|
Introduction
The need to mitigate climate change has dominated the debate on global environmental governance until very recently. Yet today it is evident that mitigation efforts have been too little and too late. Climate change is becoming a reality of world politics in the 21st century. This requires a new, additional focus in both academic research and policy planning: How can we build over the course of the next decades systems of global governance that will cope with the global impacts of climate change? What institutions are in need of redesign and strengthening? To what extent, and in what areas, do we need to create new institutions and governance mechanisms from scratch?
Not much policy research on these questions is available. In light ofthe most recent scientific findings, which indicate possibly accelerating climatic change, there is an urgent need for a new academic research programme on what we propose to call "global adaptation governance." Global adaptation governance will affect most areas of world politics, including many core institutions and organizations of current global governance. The need to adapt to climate change will influence, for example, the structure of global food regimes and the work of the UN Food and Agriculture Organization; global health governance and the agenda of the World Health Organization; global trade in goods whose production will be harmed or helped by climate change; the world economic system and the ability of the International Monetary Fund to address climate-related shocks to national and regional economies; and many other sectors from tourism to transportation or even international security.
One of the most crucial governance needs, we argue, is to address the plight of "climate change refugees," or "climate refugees" in short.

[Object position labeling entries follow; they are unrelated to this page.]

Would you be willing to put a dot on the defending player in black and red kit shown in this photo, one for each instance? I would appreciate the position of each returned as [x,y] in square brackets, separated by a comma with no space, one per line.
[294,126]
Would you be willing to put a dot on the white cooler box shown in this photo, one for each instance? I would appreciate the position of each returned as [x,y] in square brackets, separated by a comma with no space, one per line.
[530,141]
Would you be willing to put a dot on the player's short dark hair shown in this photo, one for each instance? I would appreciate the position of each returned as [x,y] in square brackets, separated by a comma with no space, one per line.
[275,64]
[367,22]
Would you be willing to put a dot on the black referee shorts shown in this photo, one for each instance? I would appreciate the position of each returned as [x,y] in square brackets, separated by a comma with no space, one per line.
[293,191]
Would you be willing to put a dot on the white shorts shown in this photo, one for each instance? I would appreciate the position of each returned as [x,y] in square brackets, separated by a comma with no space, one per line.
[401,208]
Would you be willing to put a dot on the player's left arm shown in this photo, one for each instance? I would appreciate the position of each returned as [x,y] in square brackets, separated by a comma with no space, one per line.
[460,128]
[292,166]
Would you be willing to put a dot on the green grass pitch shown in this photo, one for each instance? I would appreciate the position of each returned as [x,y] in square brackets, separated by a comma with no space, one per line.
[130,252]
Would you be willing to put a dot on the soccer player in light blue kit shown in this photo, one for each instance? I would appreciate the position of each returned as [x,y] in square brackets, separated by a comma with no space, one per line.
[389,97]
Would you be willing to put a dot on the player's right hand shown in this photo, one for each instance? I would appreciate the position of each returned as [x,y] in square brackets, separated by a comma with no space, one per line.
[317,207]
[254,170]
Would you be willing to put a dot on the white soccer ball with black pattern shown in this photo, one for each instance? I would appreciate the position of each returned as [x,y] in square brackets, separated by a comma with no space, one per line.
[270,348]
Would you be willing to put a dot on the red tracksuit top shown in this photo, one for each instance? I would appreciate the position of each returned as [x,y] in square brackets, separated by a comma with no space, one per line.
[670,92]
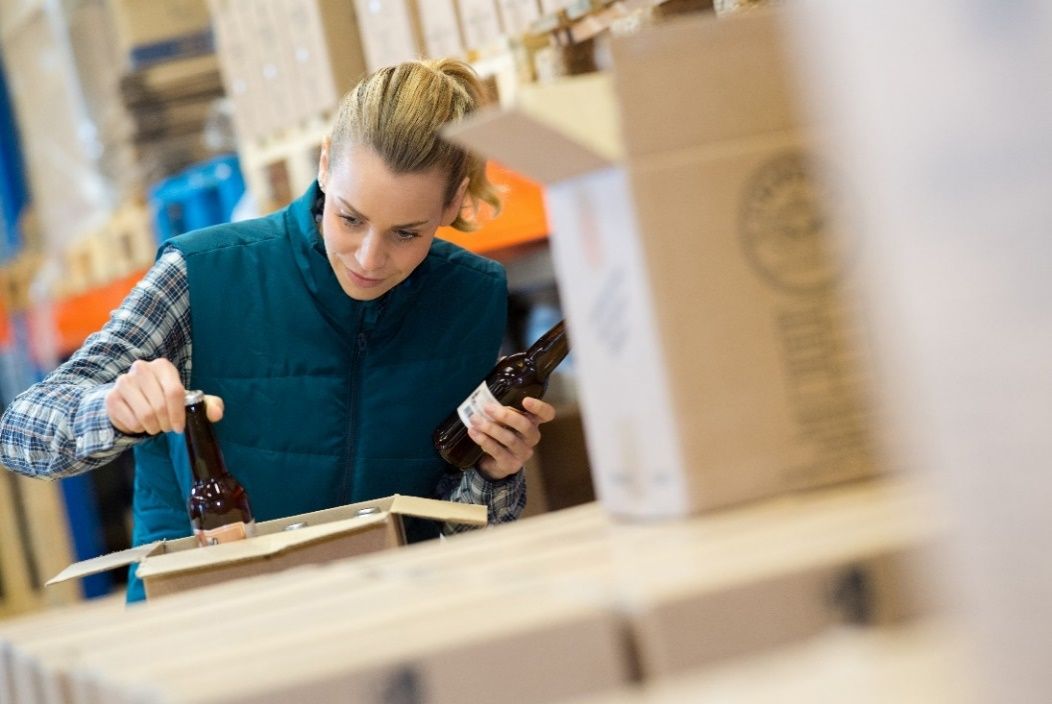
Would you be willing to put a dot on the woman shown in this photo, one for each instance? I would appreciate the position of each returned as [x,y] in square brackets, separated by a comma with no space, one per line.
[335,335]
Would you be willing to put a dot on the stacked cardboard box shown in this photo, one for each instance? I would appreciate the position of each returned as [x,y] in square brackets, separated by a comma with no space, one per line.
[559,606]
[720,358]
[99,121]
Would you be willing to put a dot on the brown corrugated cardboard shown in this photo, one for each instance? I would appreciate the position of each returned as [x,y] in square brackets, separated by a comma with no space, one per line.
[560,644]
[448,617]
[288,645]
[326,48]
[565,474]
[719,361]
[157,31]
[270,60]
[241,78]
[389,32]
[918,664]
[943,116]
[440,27]
[170,566]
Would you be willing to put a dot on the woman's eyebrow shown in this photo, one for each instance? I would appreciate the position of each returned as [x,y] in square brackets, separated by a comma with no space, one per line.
[365,217]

Climate change will fundamentally affect the lives of millions of people who will be forced over the next decades to leave their villages and cities to seek refuge in other areas. Although the exact numbers of climate refugees are unknown and vary from assessment to assessment depending on underlying methods, scenarios, timeframes and assumptions (see section 3 below), the available literature indicates that the climate refugee crisis will surpass all known refugee crises in terms of the number of people affected. Many climate refugees may seek refuge in their own countries; others will need to cross borders to find a new home. Some local refugee crises, in particular in the richer countries in the North, may be prevented through adaptation measures such as reinforced coastal protection or changes in agricultural production and water supply management. Many poorer countries, however, are unlikely to be able to initiate sufficient adaptation programmes, and climate-induced migration might be the only option for many communities in the South. In these situations, climate refugees will need to rely on effective protection and support from the international community, regardless of whether climate migration will be internal or transnational.
Such a system of global governance for the recognition, protection and resettlement of climate refugees stands at the centre of this paper, as a major building block of the emerging global governance architecture on adaptation towards climatic change. Climate refugees have become a staple of popular discourse in recent years, and the image of the nation of Tuvalu requesting refuge in Australia or New Zealand a symbol of the looming crisis.1 In 2007, the link of climate change to "large-scale migration" even became part of the rationale for the awarding of the Nobel Peace Prize.2 Yet there is little systematic academic research on the appraisal of the threat of climate-related mass-migration. Almost no studies have analyzed such migration from the perspective of global governance reform. This lacuna is what this paper attempts to address.
We proceed in four steps. First, in section 2 we address the conceptual profusion that is not surprising for such a new area of research and political discourse, and propose a definition of climate refugees that locates the phenomenon in the larger literature on migration. In section 3 we sketch the scope of the problem based on the available estimates and scenarios. In section 4 of the paper, we analyze three global governance domains that will be at the centre of a future debate on political responses to the emerging problem of climate refugees, namely refugee protection institutions, security institutions, and funding institutions. In these three domains, we review, first, the status quo; second, options for reform within current governance structures; and third, options for the creation of new structures. Our evaluation draws on three criteria: effectiveness in terms of protection of refugees, political feasibility, and equity. In section 5, we draw our findings together and provide a blueprint for a global governance architecture for the recognition, protection, and voluntary resettlement of climate refugees.
Footnotes:
-
According to a news release by Reuters on the Pacific Islands Forum in Fiji on 24-25 October 2006, "Tuvalu is upset that regional heavyweight Australia, a major aid donor but also one of the biggest per capita emitters of the greenhouse gases responsible for global warming, has so far spurned advances to help resettle their people" (Reuters, 25 October 2006). Tuvalu has entered into negotiations with New Zealand for more open immigration policies. New Zealand now accepts 75 Tuvaluan people per year. However, this policy is not framed as a resettlement strategy for the Tuvalu nation but as part of a labor programme (Patel 2006, 736). The annual 75 Tuvaluan immigrants fall under the Pacific Access Category, which has other restrictions, such as an age limit (Immigration New Zealand 2005, last updated 2007).
-
The Norwegian Nobel Committee 2007: "Indications of changes in the earth's future climate must be treated with the utmost seriousness and with the precautionary principle uppermost in our minds. Extensive climate changes may alter and threaten the living conditions of much of mankind. They may induce large-scale migration and lead to greater competition for the earth's resources. Such changes will place particularly heavy burdens on the world's most vulnerable countries. There may be increased danger of violent conflicts and wars, within and between states."